AArch32 has a pretty strange literal encoding. Due to the 4-bit predication field in the instruction there are only 12 bits left for an immediate.
Instead of going the SPARC route (in that case a straight 13-bit immediate and a special SETHI instruction that actually uses the branch encoding to load a 21(?) bit immediate in the upper part of the register), AArch32 has an 8-bit immediate, which can be rotated in 2-bit steps in the register (since single-bit would require 5 bit instead of the available 4).
The disadvantage is: The literals that can be defined in AArch32 are somewhat limited and pretty weird. In most cases the are just loaded into the register from a constant pool.
The advantage is: Since the barrel shifter already runs in parallel, you have a free multiplication with every data processing instruction.
Side effect: AArch32 doesn‘t have shift or rotation instructions. If you only need to rotate or shift without any other operation, you need to use a move instruction.
But AArch64 eliminated predication (most compilers cannot use it properly anyway, and with the advancement in branch prediction the advantages of predication are most likely very small) and should have mainly 16-bit immediates. There is also a move inverted instruction to have more options. But I have to admit that it‘s been a while that I studied the AArch64 instruction set, thus my knowledge is a bit sketchy.
The main reason why XOR EAX, EAX was such a well-known x86 trick to set EAX to zero is the fact that it can be encoded in one(?) byte. Back in the 486 days where the rule of thumb was: one clock cycle per instruction byte that helped lots. Starting with at least P6, the only advantage was probably code density.

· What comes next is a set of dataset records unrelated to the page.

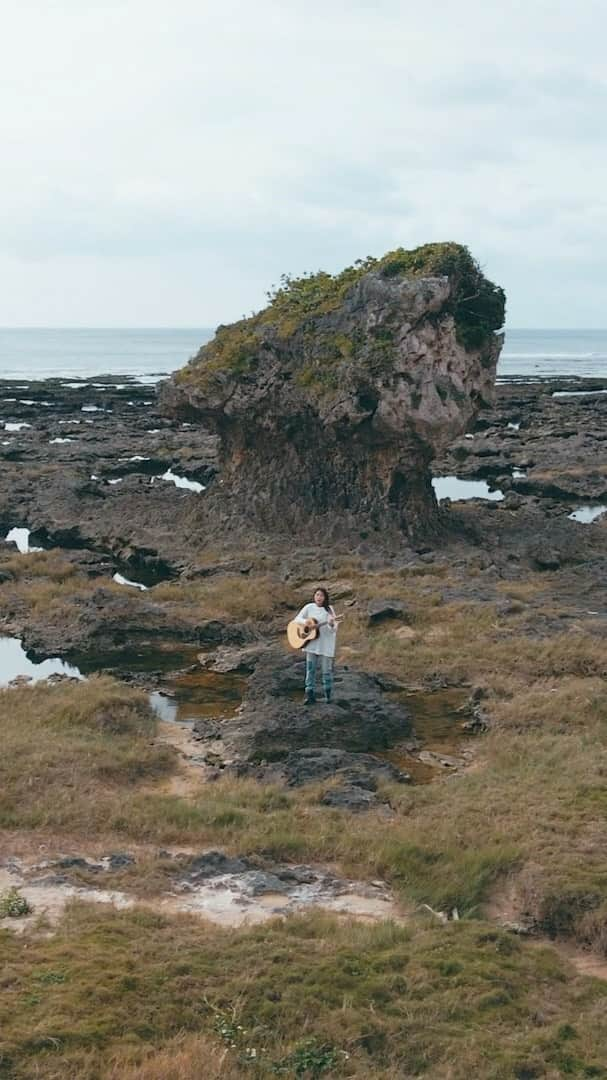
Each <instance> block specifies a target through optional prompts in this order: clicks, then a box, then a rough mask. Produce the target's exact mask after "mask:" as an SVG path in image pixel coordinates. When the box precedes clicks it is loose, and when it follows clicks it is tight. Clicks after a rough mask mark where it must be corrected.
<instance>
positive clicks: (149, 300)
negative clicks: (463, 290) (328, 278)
mask: <svg viewBox="0 0 607 1080" xmlns="http://www.w3.org/2000/svg"><path fill="white" fill-rule="evenodd" d="M0 13H1V15H2V19H1V27H2V30H1V38H0V78H1V80H2V91H1V94H0V134H1V146H2V166H1V171H0V188H1V197H0V237H1V241H0V245H1V246H0V325H5V326H6V325H8V326H11V325H12V326H21V325H30V326H72V325H73V326H86V325H90V326H121V325H123V326H147V325H154V326H188V325H190V326H206V325H214V324H216V323H217V322H220V321H230V320H232V319H237V318H239V316H240V315H241V314H243V313H245V312H246V313H248V312H251V310H252V309H256V308H259V307H260V306H261V305H262V303H264V300H265V291H266V289H267V288H268V287H269V286H270V285H271V284H272V283H275V282H276V281H278V280H279V276H280V274H281V273H282V272H283V271H288V272H292V273H300V272H302V271H305V270H316V269H320V268H322V269H327V270H331V271H335V270H338V269H340V268H342V267H343V266H346V265H348V264H349V262H351V261H352V260H353V259H355V258H358V257H359V256H365V255H368V254H373V255H381V254H383V253H385V252H386V251H389V249H391V248H393V247H396V246H400V245H403V246H405V247H409V246H415V245H417V244H420V243H426V242H428V241H436V240H456V241H459V242H461V243H464V244H468V245H469V247H470V248H471V251H472V253H473V254H474V255H475V256H476V257H477V258H478V260H480V261H481V264H482V266H483V267H484V269H485V272H486V273H487V274H488V275H489V276H490V278H491V279H493V280H494V281H496V282H498V283H499V284H501V285H503V286H504V287H505V289H507V293H508V299H509V308H508V323H509V325H510V326H569V327H576V326H605V325H607V310H606V306H607V261H606V258H605V253H606V252H607V149H606V147H607V141H606V135H605V132H606V129H607V119H606V118H607V77H606V73H605V72H606V53H607V46H606V41H607V8H606V5H605V3H604V0H577V3H575V4H574V3H572V2H571V0H566V2H563V0H526V2H518V0H501V2H500V3H497V2H491V0H453V2H451V0H431V2H427V3H422V2H420V0H364V2H363V0H322V2H321V0H213V2H210V0H162V2H157V0H116V2H113V0H104V2H102V0H98V2H92V0H0Z"/></svg>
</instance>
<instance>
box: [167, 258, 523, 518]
mask: <svg viewBox="0 0 607 1080" xmlns="http://www.w3.org/2000/svg"><path fill="white" fill-rule="evenodd" d="M270 300H271V302H270V303H269V306H268V308H266V309H265V310H264V311H261V312H259V313H258V314H256V315H253V316H252V318H251V319H245V320H242V321H241V322H239V323H234V324H233V325H231V326H220V327H219V328H218V330H217V334H216V336H215V338H214V339H213V340H212V341H211V342H208V343H207V345H206V346H204V347H203V348H202V349H201V350H200V352H199V353H198V355H197V356H194V357H193V360H192V361H191V362H190V364H189V365H188V366H187V367H186V368H184V369H183V370H180V372H178V373H177V374H176V375H175V376H174V377H173V379H172V380H171V381H170V382H168V383H167V384H165V387H164V389H163V390H162V391H161V393H162V399H161V401H162V405H163V407H164V408H165V409H166V410H167V411H170V413H171V414H172V415H174V416H178V417H180V418H181V419H185V420H192V419H199V420H200V421H202V422H203V423H205V424H207V426H210V427H211V428H212V429H213V430H214V431H215V432H216V433H217V434H218V435H219V438H220V469H221V478H222V484H221V487H220V488H218V489H217V490H216V494H215V495H211V492H210V500H211V504H212V505H213V504H215V508H216V509H217V508H218V507H220V508H221V510H222V512H224V514H225V515H227V517H230V516H234V514H235V516H237V517H238V516H239V515H243V516H248V517H249V518H252V519H255V521H256V522H257V523H258V524H259V525H261V526H264V527H266V528H271V529H276V528H281V527H285V526H288V527H293V526H295V525H297V524H299V525H301V524H302V523H307V522H309V521H310V519H311V518H316V517H318V515H319V514H329V515H334V517H339V519H340V521H341V522H346V523H347V524H349V519H350V521H356V522H358V523H360V524H361V526H362V527H368V525H370V526H375V527H386V526H388V525H389V524H393V525H396V526H397V527H399V528H401V529H404V530H406V531H407V532H408V534H409V535H415V534H419V532H422V531H426V530H428V529H429V528H432V527H433V526H435V525H436V521H437V507H436V501H435V499H434V494H433V490H432V487H431V483H430V474H429V464H430V461H431V459H432V458H433V457H434V456H435V454H436V453H437V451H439V450H441V449H442V448H443V447H444V446H445V445H446V444H447V443H448V442H449V441H450V440H453V438H455V437H456V436H457V435H459V434H461V432H463V431H464V430H466V428H467V426H468V424H469V423H470V421H471V419H472V418H473V417H474V415H475V413H476V411H477V409H478V408H480V407H481V406H482V405H484V404H486V403H488V402H489V401H490V399H491V394H493V388H494V380H495V373H496V364H497V359H498V355H499V352H500V348H501V342H502V338H501V336H500V335H497V334H496V333H495V332H496V330H497V329H498V328H499V327H500V326H501V325H502V322H503V311H504V296H503V292H502V291H501V289H500V288H498V287H497V286H496V285H494V284H493V283H491V282H489V281H487V280H486V279H485V278H484V276H483V274H482V273H481V271H480V269H478V267H477V265H476V264H475V262H474V260H473V259H472V257H471V255H470V253H469V252H468V251H467V248H464V247H461V246H459V245H457V244H430V245H427V246H426V247H421V248H417V249H416V251H414V252H405V251H403V249H399V251H396V252H392V253H391V254H390V255H387V256H385V257H383V258H382V259H380V260H377V259H370V258H369V259H367V260H365V261H363V262H359V264H358V265H355V266H354V267H350V268H348V269H347V270H345V271H343V272H342V273H341V274H338V275H336V276H332V275H329V274H326V273H318V274H313V275H310V276H305V278H300V279H297V280H293V279H283V283H282V286H281V287H280V288H279V289H276V291H275V292H274V293H273V294H272V295H271V297H270ZM210 509H211V508H210Z"/></svg>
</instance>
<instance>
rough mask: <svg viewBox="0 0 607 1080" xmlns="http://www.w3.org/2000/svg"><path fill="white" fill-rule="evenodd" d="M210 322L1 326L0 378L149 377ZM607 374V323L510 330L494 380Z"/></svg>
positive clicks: (188, 341) (166, 361) (202, 334)
mask: <svg viewBox="0 0 607 1080" xmlns="http://www.w3.org/2000/svg"><path fill="white" fill-rule="evenodd" d="M213 333H214V332H213V329H212V328H211V327H204V326H200V327H188V328H183V327H179V328H175V329H153V328H145V327H143V328H140V329H75V328H67V329H44V328H36V329H33V328H16V329H8V328H4V329H3V328H0V378H3V379H48V378H52V377H54V376H58V377H62V378H90V377H91V376H94V375H131V376H134V377H143V378H144V379H145V380H146V381H150V382H151V381H154V377H159V376H163V375H168V374H170V373H171V372H174V370H175V369H176V368H178V367H183V365H184V364H186V363H187V361H188V360H189V359H190V356H193V355H194V353H195V352H197V351H198V349H199V348H200V346H201V345H203V342H204V341H207V340H208V339H210V338H211V337H212V336H213ZM512 376H518V377H527V378H530V379H537V378H542V377H543V378H545V377H555V376H558V377H566V376H583V377H594V378H607V329H604V330H593V329H579V330H558V329H531V330H529V329H509V330H507V334H505V343H504V348H503V351H502V354H501V359H500V363H499V367H498V378H505V377H512Z"/></svg>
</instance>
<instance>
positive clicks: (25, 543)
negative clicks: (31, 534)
mask: <svg viewBox="0 0 607 1080" xmlns="http://www.w3.org/2000/svg"><path fill="white" fill-rule="evenodd" d="M30 532H31V529H18V528H14V529H10V531H9V532H6V536H5V537H4V540H5V541H6V543H14V544H16V545H17V551H18V552H21V554H22V555H31V554H33V553H36V552H39V551H43V548H30V546H29V536H30Z"/></svg>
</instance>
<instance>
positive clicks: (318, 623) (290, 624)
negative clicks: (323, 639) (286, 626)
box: [286, 615, 343, 649]
mask: <svg viewBox="0 0 607 1080" xmlns="http://www.w3.org/2000/svg"><path fill="white" fill-rule="evenodd" d="M342 618H343V616H342V615H337V616H335V621H336V622H339V620H340V619H342ZM321 625H324V623H320V622H319V621H318V619H306V622H296V621H295V619H292V620H291V622H289V623H288V626H287V627H286V639H287V642H288V644H289V645H291V648H292V649H302V648H304V646H306V645H307V644H308V642H314V640H315V638H316V637H318V636H319V634H320V632H321Z"/></svg>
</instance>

Some of the old optimization tricks are actually slower today. INC/DEC were shorter and thus faster than ADD/SUB with an immediate of 1. But since INC/DEC set the condition flags slightly different compared to ADD/SUB, these instructions are now often implemented in microcode instead of the hardcoded ADD/SUB, which means they are now slower than the generic instructions.
For ARM it shouldn‘t make any difference, which data processing instruction you use to set a register to zero (unless it is multiplication), because all should take a single clock cycle and all have a width of 32-bit.
It could be different for Thumb2, which mixes 16 and 32 bit encodings.